To those who met him, gangly and introverted Ravi Singh (25) didn't come across as someone who could turn violent. What is it then that drove a seemingly 'normal' person like him to kill five people within two days at places separated by nearly 70 km?
Experts say emotional attachment to someone or something and then the realisation that it cannot be yours, can sometimes cause pain and a sense of loss that might seem catastrophic and push a person to the brink.
"Ravi was not physically strong and I couldn't have imagined that he would come loaded with guns and kill my nephew Naveen and four others," said Satbhan, Naveen's maternal uncle who lives in Dwarka.
"But he seemed very intense at all times and could have been planning to harm someone without making his feelings apparent," he said. "While no one noticed, Ravi had turned into pure evil."

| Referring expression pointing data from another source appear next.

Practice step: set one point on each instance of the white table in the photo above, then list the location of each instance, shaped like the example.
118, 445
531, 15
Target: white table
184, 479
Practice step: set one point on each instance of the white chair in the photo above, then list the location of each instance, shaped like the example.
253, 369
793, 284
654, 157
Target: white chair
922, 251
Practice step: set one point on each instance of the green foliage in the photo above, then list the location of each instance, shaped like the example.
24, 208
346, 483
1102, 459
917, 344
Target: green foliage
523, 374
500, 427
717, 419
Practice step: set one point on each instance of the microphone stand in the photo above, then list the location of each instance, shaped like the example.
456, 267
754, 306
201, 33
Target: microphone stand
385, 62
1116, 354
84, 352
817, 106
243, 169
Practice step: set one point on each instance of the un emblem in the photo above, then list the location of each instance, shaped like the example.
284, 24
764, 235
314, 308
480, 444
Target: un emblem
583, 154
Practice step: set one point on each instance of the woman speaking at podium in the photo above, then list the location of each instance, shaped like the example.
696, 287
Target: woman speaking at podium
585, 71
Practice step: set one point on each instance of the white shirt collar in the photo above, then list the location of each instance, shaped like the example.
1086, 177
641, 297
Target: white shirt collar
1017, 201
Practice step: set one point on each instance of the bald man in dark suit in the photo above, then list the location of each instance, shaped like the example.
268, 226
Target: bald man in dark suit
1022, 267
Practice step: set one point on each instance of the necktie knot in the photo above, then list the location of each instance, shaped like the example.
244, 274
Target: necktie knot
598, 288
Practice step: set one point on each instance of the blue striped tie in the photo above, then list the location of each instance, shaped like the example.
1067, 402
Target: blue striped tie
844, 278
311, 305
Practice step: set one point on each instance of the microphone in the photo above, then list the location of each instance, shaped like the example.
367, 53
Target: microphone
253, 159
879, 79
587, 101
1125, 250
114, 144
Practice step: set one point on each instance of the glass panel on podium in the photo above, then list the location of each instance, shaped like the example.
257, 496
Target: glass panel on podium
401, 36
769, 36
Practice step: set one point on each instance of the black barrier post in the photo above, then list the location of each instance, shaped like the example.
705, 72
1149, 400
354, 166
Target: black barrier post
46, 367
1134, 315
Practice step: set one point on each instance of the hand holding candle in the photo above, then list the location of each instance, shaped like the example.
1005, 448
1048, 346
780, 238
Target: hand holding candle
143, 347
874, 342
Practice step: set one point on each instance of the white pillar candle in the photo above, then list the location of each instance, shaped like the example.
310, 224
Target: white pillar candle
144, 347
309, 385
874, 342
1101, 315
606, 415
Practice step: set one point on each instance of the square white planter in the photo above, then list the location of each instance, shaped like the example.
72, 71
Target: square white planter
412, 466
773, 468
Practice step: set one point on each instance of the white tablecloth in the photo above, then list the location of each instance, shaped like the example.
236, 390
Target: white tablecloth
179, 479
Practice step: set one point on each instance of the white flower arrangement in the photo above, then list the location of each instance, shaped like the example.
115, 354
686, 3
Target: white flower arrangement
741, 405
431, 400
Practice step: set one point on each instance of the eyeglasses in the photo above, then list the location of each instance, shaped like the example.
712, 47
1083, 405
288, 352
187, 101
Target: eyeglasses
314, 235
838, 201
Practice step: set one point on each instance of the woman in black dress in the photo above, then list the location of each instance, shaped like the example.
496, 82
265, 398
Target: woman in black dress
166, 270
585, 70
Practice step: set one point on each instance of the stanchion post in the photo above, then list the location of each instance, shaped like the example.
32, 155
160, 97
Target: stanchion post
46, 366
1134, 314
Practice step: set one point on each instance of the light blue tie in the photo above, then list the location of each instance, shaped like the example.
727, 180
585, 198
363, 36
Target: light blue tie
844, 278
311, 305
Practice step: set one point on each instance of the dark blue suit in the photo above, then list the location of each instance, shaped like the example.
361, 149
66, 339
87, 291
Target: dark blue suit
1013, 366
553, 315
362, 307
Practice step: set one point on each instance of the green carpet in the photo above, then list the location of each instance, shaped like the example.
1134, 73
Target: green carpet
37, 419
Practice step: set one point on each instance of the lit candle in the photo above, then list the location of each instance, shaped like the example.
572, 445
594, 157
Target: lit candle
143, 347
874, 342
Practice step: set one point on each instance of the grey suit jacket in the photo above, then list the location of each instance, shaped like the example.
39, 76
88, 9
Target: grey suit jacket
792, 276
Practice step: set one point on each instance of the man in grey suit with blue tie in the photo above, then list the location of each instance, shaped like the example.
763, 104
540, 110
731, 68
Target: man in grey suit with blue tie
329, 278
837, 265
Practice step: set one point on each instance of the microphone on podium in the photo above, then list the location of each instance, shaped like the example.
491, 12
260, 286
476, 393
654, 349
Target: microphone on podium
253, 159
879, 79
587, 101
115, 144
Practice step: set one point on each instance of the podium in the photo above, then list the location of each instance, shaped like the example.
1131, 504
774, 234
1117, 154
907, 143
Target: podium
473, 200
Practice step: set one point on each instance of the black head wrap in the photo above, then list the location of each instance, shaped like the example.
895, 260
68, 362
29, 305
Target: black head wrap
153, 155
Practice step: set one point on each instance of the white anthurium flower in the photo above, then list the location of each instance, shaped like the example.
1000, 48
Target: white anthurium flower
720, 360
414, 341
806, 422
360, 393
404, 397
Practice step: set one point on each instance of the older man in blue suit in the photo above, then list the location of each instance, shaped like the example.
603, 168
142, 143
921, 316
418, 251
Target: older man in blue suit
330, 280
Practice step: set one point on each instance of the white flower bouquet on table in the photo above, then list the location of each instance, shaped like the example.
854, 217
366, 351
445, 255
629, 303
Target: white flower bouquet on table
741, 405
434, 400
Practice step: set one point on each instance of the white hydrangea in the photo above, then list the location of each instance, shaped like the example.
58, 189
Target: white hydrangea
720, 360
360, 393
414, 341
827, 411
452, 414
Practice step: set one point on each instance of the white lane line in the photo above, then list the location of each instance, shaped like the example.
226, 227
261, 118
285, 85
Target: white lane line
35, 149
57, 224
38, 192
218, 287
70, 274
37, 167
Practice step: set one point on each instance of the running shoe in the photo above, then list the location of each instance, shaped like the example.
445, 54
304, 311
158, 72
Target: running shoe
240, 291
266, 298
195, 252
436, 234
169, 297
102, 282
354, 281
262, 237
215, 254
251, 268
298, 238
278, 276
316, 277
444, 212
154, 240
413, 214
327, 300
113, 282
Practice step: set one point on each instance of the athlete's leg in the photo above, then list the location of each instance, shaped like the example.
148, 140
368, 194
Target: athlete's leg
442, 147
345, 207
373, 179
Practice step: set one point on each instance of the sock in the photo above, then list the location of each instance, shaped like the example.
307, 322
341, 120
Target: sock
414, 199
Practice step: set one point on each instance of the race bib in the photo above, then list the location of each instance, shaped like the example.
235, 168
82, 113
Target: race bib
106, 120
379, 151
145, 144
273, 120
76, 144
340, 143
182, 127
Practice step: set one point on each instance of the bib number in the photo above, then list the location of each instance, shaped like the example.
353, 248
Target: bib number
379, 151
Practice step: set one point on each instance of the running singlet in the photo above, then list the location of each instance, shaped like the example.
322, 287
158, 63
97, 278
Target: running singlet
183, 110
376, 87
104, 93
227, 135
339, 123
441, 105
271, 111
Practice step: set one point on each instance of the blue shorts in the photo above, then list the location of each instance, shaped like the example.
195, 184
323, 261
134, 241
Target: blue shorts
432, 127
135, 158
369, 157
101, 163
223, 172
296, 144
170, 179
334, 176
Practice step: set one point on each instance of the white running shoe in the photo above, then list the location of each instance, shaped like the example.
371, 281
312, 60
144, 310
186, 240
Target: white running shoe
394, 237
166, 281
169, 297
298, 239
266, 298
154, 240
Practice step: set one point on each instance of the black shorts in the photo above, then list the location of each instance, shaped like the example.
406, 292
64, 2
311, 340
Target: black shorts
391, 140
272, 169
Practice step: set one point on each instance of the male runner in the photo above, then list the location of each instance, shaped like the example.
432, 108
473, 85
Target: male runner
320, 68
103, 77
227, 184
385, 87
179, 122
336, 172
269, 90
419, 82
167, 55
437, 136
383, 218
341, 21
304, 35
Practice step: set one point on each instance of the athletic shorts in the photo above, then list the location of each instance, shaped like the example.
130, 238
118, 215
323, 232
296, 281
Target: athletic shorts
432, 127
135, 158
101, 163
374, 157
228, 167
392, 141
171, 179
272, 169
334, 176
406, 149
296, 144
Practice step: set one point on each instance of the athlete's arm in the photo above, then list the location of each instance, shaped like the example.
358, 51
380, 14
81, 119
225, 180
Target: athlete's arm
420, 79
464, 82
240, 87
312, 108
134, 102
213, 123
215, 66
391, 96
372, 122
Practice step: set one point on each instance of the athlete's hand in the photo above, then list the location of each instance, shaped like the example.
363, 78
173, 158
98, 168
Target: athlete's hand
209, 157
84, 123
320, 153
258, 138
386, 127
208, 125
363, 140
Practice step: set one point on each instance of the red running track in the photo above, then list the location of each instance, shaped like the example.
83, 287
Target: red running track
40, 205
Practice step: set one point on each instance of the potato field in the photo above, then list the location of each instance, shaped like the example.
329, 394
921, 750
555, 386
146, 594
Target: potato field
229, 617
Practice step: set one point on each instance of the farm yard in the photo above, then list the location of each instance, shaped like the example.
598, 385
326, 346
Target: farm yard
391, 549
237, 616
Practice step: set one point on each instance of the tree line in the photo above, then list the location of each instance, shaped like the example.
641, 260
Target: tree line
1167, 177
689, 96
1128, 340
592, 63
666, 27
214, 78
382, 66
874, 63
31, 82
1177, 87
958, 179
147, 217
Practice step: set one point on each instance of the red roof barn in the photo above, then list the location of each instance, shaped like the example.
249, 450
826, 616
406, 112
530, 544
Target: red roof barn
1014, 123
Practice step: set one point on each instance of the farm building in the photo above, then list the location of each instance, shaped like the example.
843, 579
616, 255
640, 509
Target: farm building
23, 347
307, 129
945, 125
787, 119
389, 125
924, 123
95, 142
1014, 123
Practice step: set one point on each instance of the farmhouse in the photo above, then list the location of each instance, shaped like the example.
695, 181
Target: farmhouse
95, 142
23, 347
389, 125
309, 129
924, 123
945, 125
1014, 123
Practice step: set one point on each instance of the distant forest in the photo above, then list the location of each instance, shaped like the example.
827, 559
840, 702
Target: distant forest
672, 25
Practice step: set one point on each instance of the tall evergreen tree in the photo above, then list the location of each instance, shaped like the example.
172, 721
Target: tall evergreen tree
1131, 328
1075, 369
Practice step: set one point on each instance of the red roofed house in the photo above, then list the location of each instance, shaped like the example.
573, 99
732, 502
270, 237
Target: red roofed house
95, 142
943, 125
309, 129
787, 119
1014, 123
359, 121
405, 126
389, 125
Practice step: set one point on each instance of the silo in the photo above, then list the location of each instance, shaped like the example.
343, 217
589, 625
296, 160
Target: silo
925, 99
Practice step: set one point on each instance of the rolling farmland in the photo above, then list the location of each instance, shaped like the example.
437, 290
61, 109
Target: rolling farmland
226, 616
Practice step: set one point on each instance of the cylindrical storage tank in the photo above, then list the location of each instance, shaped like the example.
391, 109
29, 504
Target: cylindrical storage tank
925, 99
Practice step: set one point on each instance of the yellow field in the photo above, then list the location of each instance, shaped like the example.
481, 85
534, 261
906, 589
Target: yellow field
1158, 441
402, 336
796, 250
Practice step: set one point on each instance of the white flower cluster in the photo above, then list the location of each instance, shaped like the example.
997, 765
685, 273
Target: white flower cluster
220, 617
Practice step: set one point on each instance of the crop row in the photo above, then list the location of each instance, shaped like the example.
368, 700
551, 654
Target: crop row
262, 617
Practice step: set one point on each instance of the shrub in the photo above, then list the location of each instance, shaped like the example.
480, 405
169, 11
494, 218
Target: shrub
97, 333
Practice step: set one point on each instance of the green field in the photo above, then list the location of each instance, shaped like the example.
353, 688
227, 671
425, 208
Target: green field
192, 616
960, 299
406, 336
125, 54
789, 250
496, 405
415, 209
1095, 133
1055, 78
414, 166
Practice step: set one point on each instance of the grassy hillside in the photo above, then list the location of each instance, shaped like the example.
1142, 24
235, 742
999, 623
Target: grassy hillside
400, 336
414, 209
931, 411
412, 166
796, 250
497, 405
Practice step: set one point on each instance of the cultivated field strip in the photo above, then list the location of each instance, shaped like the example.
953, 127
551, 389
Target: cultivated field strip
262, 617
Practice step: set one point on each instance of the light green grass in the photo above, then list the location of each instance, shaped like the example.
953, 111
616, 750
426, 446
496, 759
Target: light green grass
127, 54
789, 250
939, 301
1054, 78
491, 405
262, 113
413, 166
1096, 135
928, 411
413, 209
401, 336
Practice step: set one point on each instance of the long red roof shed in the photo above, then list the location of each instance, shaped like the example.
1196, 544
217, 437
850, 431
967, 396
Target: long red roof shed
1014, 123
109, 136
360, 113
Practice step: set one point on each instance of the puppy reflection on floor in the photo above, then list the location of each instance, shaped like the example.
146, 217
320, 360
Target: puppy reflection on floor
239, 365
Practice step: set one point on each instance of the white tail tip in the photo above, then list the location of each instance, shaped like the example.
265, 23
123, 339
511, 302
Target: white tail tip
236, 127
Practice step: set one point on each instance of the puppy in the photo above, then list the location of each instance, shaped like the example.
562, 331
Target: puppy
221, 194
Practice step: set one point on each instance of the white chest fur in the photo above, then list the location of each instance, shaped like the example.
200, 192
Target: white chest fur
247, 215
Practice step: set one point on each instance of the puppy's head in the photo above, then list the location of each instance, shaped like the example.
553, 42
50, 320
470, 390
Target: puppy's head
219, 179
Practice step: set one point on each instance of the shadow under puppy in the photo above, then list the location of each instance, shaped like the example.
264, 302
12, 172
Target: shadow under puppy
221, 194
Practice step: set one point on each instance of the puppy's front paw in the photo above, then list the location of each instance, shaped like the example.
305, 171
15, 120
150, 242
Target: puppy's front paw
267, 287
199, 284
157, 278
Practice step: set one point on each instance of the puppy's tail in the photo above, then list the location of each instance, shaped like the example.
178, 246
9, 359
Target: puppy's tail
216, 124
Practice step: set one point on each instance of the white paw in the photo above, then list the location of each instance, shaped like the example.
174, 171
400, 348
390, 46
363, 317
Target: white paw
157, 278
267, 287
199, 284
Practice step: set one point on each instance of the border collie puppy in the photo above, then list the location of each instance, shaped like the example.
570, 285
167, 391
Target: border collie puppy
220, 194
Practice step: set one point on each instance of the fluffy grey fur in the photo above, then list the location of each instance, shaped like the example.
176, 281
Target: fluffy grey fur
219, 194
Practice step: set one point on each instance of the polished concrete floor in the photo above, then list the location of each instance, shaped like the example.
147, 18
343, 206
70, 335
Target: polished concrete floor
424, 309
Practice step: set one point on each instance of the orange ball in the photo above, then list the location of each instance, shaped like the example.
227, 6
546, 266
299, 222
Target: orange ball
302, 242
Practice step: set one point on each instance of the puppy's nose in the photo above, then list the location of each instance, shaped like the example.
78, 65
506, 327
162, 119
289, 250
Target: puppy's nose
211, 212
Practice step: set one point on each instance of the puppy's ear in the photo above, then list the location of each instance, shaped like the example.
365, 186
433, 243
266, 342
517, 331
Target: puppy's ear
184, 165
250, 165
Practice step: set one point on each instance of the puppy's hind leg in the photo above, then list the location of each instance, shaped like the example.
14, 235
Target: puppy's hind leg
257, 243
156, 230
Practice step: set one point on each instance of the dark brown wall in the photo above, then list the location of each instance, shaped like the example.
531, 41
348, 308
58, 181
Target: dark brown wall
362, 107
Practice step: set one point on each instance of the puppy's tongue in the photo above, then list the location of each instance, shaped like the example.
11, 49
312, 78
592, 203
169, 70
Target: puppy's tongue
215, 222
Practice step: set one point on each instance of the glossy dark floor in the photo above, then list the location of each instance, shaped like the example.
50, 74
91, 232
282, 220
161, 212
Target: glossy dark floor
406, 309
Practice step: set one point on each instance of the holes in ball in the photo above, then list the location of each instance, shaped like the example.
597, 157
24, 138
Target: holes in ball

"Sometimes people who might not have a violent personality start feeling intense rage and enter a very different state of mind when he or she is very emotionally involved with something, which could be a love affair or an important thing in life, and wants it very badly but doesn't get it," said Dr Pulkit Sharma, clinical psychologist, VIMHANS.
"The person can harm himself so that others feel a sense of guilt, he can destroy himself and the person or object he can't have and thirdly, he can turn all the anger into a form of punishment to everyone he thinks is getting in way of what he wants," he said.
"We call such phenomena extended suicide where a person kills not only himself but also others. If a person is introverted and doesn't open up, it is possible that all those feelings are cumulating inside and pushes the person to a point of no return," said Dr Rajesh Sagar, additional professor at psychiatry department, AIIMS.